PCOS and menopause. Women with PCOS have a distinctive menopausal transition: their ovaries are depleted later (by 2–4 years), since follicular reserve is initially greater. However, they carry higher metabolic risks in postmenopause — insulin resistance, dyslipidaemia, obesity. Individualised postmenopause management is essential for this group.

When to See a Doctor

Menopause calls for planned, proactive medical care — not waiting for things to "resolve on their own." See a gynaecologist or reproductive endocrinologist when:

  • Cycle irregularities begin after age 40 — the start of perimenopause; time to assess baseline hormone levels and plan ahead
  • Severe hot flushes (more than 7–8 per day, significant night sweating, disrupted sleep) — markedly reduce quality of life; HRT or alternatives are effective
  • Urogenital symptoms — dryness, painful intercourse, recurrent infections; local preparations are safe and highly effective
  • Menopause before age 45 — mandatory consultation; early oestrogen deficiency requires active management
  • Any vaginal bleeding in postmenopause (after 12 months of amenorrhoea) — endometrial cancer must be excluded; this is not "the cycle returning"
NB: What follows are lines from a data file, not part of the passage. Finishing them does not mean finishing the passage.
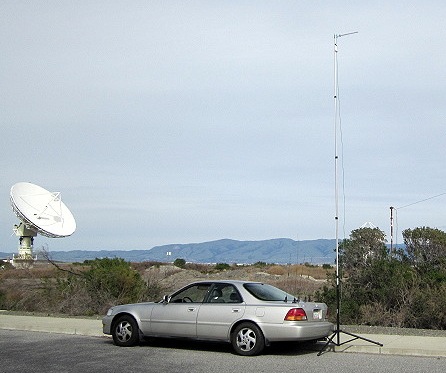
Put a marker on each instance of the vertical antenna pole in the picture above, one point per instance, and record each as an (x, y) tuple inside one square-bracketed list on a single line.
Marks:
[(336, 91)]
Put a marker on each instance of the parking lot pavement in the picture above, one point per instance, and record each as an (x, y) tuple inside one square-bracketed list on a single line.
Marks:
[(392, 344)]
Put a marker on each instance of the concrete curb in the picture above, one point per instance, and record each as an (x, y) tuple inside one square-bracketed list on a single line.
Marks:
[(392, 344)]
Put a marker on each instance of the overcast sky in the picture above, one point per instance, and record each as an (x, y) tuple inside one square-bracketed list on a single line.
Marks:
[(188, 121)]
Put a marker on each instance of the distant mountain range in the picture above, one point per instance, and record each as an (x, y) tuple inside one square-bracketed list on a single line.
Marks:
[(280, 250)]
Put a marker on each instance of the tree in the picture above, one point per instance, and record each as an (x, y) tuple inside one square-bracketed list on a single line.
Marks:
[(179, 262), (426, 247), (363, 247)]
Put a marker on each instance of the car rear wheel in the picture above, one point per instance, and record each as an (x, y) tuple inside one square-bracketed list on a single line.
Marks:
[(125, 331), (247, 339)]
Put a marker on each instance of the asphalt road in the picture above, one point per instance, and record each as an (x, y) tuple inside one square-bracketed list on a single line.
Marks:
[(23, 351)]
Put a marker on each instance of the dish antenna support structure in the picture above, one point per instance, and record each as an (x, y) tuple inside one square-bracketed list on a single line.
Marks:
[(40, 212)]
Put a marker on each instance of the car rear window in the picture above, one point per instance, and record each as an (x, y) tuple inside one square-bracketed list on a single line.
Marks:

Menopause is not an ending but a transition. Women who actively manage their health during this period live longer and with better quality of life than those who tolerate symptoms or ignore long-term risks. Medicine today has all the tools needed.

This article is for informational purposes only. Diagnosis and treatment are the responsibility of a qualified gynaecologist.

Frequently Asked Questions

Menopause is defined as 12 consecutive months without a menstrual period. The average age is 50–52. Before 45 is early menopause; before 40 is premature ovarian insufficiency. First signs appear earlier: irregular cycles, hot flushes, sleep disturbances. Laboratory confirmation uses FSH > 40 IU/L combined with amenorrhoea. In younger women or atypical presentations, hormone tests help differentiate menopause from other causes of cycle disruption.

HRT has specific contraindications — breast cancer, active thrombosis, severe liver disease — but for most women without these risk factors, the benefits outweigh the risks when therapy is correctly selected. Key safety conditions: starting before age 60 or within 10 years of menopause, lowest effective dose, transdermal formulations (lower thrombosis risk), combining with a progestogen when the uterus is intact. The decision is made individually with the gynaecologist.

For most women, hot flushes last 5–7 years, gradually decreasing. However, around 10% of women experience them for more than 12 years, and some continue indefinitely. Without treatment, frequency and intensity typically decline but do not disappear completely. The most effective treatment is HRT (75–90% reduction). When HRT is contraindicated — SSRIs, gabapentin and cognitive behavioural therapy are evidence-based alternatives.

The daily calcium requirement for women over 50 is 1200 mg from food and supplements as needed. Vitamin D should be at least 800–1000 IU/day; therapeutic doses when deficient (25-OH below 50 nmol/L). Calcium and vitamin D are the essential minimum for bone protection in postmenopause, but they do not replace antiresorptive therapy in established osteoporosis. Blood levels of both should be checked before supplementation begins.

Yes, significantly. Oestrogen maintains a favourable lipid profile: after menopause, LDL and total cholesterol rise while HDL falls, and the risk of atherosclerosis increases. Cardiovascular risk in postmenopausal women approaches that seen in men. Monitoring the lipid panel, blood pressure and glucose becomes a comparable priority to that in men of the same age. HRT started early reduces cardiovascular risk, but this protective effect does not reliably apply when started after age 60 or more than 10 years after menopause.

Yes — until full menopause (12 months of amenorrhoea) pregnancy remains possible, though the probability decreases each year. Women in perimenopause who do not want to conceive should use contraception for at least 12 months after the last period (for women over 50) or 24 months (for women under 50). An irregular cycle does not mean the absence of ovulation.